Depuis 1990, cet historien anthropologue est chargé de la conservation, la protection, la valorisation et la diffusion du patrimoine artistique et littéraire de Frédéric Bruly Bouabré.

Il retient également que le thème qui était le plus cher au défunt est « la notion de parenté qu’il cultivait au quotidien, un humanisme de parents.

Quelle que soit notre appartenance géographique, anthropologique, ethnique etc. son combat était toujours le même a-t-il dit, ajoutant qu’il partait du fait que nous sommes tous venus de la terre et nous retournons à la terre »

Frédéric Bruly Bouabré fut engagé dans la marine pendant la seconde guerre mondiale.

Ensuite, il pratique plusieurs métiers avant de devenir fonctionnaire.

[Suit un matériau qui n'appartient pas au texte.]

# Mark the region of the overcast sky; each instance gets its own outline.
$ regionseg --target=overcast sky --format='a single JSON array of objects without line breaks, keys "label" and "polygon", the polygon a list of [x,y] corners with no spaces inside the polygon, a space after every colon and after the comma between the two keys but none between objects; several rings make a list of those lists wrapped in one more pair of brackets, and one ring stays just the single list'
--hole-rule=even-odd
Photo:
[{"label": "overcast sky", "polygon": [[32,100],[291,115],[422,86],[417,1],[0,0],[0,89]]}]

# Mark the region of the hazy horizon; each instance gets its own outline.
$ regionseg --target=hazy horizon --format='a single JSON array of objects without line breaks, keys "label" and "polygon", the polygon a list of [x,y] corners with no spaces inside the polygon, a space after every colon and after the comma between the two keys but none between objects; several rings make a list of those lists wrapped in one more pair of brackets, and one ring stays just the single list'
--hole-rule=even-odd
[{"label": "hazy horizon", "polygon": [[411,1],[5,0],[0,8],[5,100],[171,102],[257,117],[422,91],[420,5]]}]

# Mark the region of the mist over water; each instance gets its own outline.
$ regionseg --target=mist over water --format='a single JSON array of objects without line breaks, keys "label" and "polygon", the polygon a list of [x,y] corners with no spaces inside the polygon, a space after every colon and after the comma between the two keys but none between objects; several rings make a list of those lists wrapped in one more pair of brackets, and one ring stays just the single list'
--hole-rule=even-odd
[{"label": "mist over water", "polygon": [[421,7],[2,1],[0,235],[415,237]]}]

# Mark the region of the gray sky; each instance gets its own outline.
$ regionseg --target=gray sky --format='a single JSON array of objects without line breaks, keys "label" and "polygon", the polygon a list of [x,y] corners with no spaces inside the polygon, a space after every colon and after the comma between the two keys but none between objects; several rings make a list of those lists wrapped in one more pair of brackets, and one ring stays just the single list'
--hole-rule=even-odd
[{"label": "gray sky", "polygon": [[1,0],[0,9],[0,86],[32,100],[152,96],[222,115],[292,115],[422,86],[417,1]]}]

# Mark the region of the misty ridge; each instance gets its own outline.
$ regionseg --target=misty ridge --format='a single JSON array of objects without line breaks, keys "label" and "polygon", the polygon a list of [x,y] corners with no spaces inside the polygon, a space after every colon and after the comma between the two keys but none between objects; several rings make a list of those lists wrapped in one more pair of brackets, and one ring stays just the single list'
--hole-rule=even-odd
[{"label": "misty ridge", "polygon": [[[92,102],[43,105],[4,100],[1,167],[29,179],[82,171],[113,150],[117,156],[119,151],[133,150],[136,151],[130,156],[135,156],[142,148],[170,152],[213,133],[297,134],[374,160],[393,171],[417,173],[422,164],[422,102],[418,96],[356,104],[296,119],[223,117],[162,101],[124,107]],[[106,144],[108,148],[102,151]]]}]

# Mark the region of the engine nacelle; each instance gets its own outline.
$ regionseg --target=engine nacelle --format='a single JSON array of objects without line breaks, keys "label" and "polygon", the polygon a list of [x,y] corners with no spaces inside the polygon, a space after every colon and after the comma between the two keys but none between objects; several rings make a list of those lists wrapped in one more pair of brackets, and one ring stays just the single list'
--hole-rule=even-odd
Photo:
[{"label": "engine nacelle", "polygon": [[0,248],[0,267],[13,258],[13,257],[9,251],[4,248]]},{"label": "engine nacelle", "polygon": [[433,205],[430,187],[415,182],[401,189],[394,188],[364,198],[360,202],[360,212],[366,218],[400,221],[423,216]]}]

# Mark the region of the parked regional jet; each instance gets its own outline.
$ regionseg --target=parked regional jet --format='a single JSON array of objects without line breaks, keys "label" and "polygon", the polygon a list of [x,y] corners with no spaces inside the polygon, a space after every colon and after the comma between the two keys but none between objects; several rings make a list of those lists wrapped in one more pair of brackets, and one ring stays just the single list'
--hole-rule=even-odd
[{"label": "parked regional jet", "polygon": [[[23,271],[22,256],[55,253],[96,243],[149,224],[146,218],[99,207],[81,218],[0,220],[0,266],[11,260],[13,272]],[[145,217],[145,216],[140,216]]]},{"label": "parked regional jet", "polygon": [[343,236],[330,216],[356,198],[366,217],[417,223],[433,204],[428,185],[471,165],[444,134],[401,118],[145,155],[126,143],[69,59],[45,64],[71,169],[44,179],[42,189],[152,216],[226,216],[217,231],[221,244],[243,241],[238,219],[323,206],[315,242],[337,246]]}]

Son œuvre traduite dans une écriture africaine et sa vision lui donnent le sobriquet de « Cheik Nadro » (« le Révélateur » ou « celui qui n'oublie pas »).

C’est à l’exposition « Magiciens de la terre que l’œuvre de Frédéric Bruly Bouabré est exposée pour la première fois en Europe en 1989.

Le Mamco de Genève luia consacré en 2006 une exposition intitulée « Connaissances du Monde ».